From J.S. Held, by Magi Curtis, Noor Al-Banna, Greg Campanella:
Healthcare and life sciences companies are increasingly recognizing the importance of Intellectual Property (IP) in their strategic growth initiatives, investments, and licensing of data. A study by Ocean Tomo found that approximately 90% of the value of companies in the S&P 500 comes from intangible assets, such as brands, technology, patents, data, and software. This has led to two major trends in the healthcare industry.
Healthcare organizations are also becoming more thoughtful in managing their IP. They are using IP analysis not just for accessing capital, but also to provide a baseline for management to understand the incremental value generated by different strategic approaches. The rise of AI platform development technology in healthcare, life sciences, and medical device industries is another trend that is accelerating. However, healthcare organizations need to be cautious about regulatory issues around AI use and the data it’s trained on.

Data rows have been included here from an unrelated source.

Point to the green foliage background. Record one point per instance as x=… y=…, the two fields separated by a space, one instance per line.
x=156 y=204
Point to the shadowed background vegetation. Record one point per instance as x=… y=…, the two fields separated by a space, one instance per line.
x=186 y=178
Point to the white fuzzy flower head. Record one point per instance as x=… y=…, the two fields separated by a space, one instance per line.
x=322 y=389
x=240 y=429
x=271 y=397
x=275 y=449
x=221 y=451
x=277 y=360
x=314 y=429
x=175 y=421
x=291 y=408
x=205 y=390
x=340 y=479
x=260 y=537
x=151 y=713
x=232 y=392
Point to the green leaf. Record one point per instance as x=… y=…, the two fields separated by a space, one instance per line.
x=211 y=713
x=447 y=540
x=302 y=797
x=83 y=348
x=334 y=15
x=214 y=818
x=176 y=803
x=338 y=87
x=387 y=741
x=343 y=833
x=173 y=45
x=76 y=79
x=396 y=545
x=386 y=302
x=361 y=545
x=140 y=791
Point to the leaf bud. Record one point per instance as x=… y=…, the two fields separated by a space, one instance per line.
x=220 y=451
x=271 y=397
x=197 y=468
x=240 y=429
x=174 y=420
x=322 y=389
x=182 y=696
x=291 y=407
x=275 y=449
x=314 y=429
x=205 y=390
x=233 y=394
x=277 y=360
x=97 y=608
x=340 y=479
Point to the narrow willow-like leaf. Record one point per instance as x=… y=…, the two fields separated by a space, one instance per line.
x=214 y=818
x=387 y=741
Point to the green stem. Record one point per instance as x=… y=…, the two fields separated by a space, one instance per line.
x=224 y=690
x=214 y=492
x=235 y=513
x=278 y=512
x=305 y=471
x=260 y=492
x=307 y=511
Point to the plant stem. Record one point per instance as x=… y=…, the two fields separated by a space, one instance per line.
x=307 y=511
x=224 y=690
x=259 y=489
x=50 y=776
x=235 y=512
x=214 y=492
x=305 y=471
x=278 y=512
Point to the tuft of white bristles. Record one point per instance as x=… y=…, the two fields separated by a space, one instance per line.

Data is a significant IP asset that healthcare organizations can leverage. Anonymized information and technical data related to processes, procedures, and methodologies can be licensed or sold to healthcare technology, life science, and medical device companies. This data can also be used to train AI platforms, adding further value. However, healthcare organizations need to be aware of the potential costs and dangers related to the use of this data.
Healthcare organizations need to recognize the value of their brands and negotiate license fees for their use in joint ventures and partnerships. This can be achieved by establishing a rate card, a price list for the use of an organization’s name for a specific type of service. The earnings from these license fees can be reinvested into the system, research, and more.